Lemma Editor Specification (Canonical)¶

Purpose and scope¶

The Lemma Editor is the canonical administrative interface for editing lexical entries in Spoke Plus Content Bank. It is not a generic CRUD form; it is a structured editorial workspace aligned with the System Contract, current schema snapshot, and Content Bank operations architecture.

This specification is normative for future automation and manual changes.

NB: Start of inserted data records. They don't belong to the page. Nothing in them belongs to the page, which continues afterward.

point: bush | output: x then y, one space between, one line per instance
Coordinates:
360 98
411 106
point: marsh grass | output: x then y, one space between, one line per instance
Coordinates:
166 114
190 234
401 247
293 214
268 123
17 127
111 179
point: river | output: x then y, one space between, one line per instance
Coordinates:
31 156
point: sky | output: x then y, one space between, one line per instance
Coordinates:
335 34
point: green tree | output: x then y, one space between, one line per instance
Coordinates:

Source-of-truth alignment¶

The Lemma Editor contract must remain aligned with:

System Contract (docs/system/system-contract.md)
System Map (docs/system/system-map.json)
Current Database Schema (docs/system/schema-current.json)
Latest Schema docs (docs/schema/latest-schema.md + docs/schema/latest-schema.json)
Content Bank operational docs (docs/content-bank/WORD_DETAIL_PANEL_SPEC.md, docs/content-bank/CONTENT_BANK_OPS_AUTOMATION.md)

UI architecture contract (required)¶

The Lemma Editor UI must follow this component hierarchy:

LemmaEditorPage
LemmaEditorProvider (state orchestration + data loading)
- LemmaEditorLayout
- Tab components:
  - CoreTab
  - TaxonomiesTab
  - MorphologyTab
  - SensesTab
  - TranslationsTab
  - SentencesTab
  - SemanticRelationsTab
  - PronunciationTab
  - ChunksTab

Non-regression rule¶

The Lemma Editor must not be replaced by a simplified CRUD interface.
Any refactor must preserve the tabbed editorial architecture and section-level responsibilities.

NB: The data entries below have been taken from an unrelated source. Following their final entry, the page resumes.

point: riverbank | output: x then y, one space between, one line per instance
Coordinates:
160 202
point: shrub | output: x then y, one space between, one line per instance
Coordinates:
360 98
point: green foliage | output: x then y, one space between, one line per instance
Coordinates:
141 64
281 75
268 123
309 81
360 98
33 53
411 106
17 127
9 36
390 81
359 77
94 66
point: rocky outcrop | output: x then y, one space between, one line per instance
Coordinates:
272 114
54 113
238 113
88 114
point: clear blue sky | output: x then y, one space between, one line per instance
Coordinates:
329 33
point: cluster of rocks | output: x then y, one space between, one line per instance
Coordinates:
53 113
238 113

Editorial sections and canonical database mapping¶

Each editor section maps to canonical tables and must preserve these relationships:

Core → lemmas
Taxonomies → taxonomy_categories + taxonomy_values (+ pivot usage via content_item_taxonomies)
Morphology (lemma_forms) → lemma_forms
Senses → senses
Translations → translations
Sentences → sentences + sentence_lemmas
Semantic Relations (lexical_relations) → lexical_relations
Pronunciation / TTS → lemma_pronunciations + tts_assets
Chunks / Sentence usage → chunk_components

These mappings are mandatory and must not be collapsed into ad-hoc structures.

Section behavior contract¶

Core¶

Owns lexical identity and base editorial fields (for example: lemma, lifecycle status fields, media references used by editorial workflows).
Reads and persists canonical lemma-level data.

Taxonomies¶

Presents category/value selections from taxonomy_categories and taxonomy_values.
Applies lemma classification through the taxonomy join model used by Content Bank.

Morphology¶

Manages inflected or derived forms in lemma_forms.

Senses¶

Manages semantic sense entries in senses.

Translations¶

Exposes lemma/sense translation data contract backed by the translations table family.

Sentences¶

Manages usage examples with sentence rows and lemma linkage (sentences, sentence_lemmas).

Semantic Relations¶

Manages lexical links and collocational relations in lexical_relations.

Pronunciation / TTS¶

Handles pronunciation metadata and synthesized/manually managed audio assets (lemma_pronunciations, tts_assets).

Chunks / Sentence usage¶

Manages multiword composition references in chunk_components.

Governance rule: protected implementation files¶

The following files are protected and may only receive minimal, targeted patches:

web/src/app/admin/content-bank/lemmas/[id]/page.tsx
web/src/app/components/content-bank/LemmaEditor.tsx

Automation tools must never fully rewrite these files.